A lovely weekend read: the engineers who built and flew the Space Shuttle, now long retired, still gather to tinker, teach, and keep the old knowledge alive — unwilling to let a life's work simply fade into a museum exhibit.

It's a story about identity after the career ends — the part of retirement nobody models in a spreadsheet. The clients who do best aren't the ones with the biggest number; they're the ones who've figured out what they're retiring to. That's a planning conversation as much as a financial one.

Health · Policy

Inside The Push To Rein In Medicare Spending.

A quiet hospital corridor in clean clinical light.

The Centers for Medicare & Medicaid Services is again at the center of the spending debate, weighing how to slow the growth of the program millions of retirees depend on without cutting the care they were promised.

For the teachers and public-sector retirees I work with, the Medicare decisions — Advantage vs. traditional, what's covered, what's denied — quietly determine whether the care you paid for your whole life is there when you need it. It belongs in the plan, not as an afterthought at 65.

Markets · Fixed Income

The Bond Market Quietly Repriced The Cuts Away.

A bond-yield chart ticking higher on a screen.
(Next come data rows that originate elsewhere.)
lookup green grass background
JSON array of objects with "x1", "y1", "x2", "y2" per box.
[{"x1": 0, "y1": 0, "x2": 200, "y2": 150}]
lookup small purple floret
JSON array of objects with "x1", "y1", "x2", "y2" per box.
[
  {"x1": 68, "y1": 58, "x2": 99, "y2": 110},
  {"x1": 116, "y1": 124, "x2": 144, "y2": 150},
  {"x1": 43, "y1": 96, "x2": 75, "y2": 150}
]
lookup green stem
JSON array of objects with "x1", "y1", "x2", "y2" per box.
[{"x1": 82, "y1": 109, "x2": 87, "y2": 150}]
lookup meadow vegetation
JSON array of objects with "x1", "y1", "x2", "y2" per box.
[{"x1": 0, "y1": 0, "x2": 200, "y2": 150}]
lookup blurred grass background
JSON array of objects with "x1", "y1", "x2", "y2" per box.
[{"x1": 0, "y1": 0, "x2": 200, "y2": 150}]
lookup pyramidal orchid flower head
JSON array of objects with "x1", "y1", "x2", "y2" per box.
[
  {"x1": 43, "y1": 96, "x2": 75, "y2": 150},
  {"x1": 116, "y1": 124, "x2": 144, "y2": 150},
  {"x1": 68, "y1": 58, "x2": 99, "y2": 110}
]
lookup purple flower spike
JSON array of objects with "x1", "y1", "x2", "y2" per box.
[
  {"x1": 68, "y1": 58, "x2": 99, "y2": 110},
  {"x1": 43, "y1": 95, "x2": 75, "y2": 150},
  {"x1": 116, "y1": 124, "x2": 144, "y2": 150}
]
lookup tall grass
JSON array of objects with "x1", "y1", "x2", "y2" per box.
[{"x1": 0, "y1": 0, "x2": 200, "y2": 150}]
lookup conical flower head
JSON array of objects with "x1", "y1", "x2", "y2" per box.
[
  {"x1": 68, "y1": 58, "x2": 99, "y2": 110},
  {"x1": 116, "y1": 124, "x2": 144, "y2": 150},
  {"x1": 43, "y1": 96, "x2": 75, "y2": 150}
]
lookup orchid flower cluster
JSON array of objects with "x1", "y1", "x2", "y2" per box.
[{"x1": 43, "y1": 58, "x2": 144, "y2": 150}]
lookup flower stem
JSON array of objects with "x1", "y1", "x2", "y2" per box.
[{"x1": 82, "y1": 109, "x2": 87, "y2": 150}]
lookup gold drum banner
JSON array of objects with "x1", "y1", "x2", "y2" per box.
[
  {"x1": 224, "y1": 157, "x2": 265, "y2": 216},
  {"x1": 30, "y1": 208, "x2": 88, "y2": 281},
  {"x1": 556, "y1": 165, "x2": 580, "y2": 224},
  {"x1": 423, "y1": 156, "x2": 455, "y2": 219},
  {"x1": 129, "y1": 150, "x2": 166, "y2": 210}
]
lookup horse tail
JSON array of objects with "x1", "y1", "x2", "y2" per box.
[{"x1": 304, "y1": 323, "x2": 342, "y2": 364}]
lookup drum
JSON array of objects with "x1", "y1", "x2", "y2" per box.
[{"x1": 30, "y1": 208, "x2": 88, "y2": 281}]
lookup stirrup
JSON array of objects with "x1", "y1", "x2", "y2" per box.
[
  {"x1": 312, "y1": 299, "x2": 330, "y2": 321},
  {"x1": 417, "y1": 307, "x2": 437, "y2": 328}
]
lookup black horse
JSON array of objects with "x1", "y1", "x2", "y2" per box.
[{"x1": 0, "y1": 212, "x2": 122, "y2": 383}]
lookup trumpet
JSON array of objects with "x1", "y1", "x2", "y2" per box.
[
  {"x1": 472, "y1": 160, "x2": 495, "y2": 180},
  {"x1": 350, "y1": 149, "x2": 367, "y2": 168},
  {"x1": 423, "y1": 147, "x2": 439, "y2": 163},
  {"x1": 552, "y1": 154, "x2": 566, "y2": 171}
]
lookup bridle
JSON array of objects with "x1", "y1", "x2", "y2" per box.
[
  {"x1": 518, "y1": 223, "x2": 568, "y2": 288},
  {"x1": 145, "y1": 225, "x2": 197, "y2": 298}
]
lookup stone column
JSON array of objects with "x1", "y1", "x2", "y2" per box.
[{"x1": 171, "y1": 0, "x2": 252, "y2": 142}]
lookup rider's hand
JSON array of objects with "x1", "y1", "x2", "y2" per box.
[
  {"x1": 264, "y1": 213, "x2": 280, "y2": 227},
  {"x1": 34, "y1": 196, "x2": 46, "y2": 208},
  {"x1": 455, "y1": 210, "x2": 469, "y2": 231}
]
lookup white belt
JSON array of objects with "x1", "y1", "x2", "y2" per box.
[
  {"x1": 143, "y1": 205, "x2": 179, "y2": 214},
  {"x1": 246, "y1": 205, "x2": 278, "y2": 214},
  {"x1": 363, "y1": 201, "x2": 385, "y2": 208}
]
The clearest tell on Friday wasn't in stocks — it was in bonds. The 10-year Treasury yield held near 4.54% as traders erased the rate cuts they'd been counting on. When the jobs data is strong, the bond market stops pricing rescue.

I side with the bond market more often than the stock market — it's the adult in the room. Its message all year has been consistent: rates stay higher for longer. We've kept the book tilted to companies that earn cash today rather than promises tomorrow, and Friday was one more vote for that posture.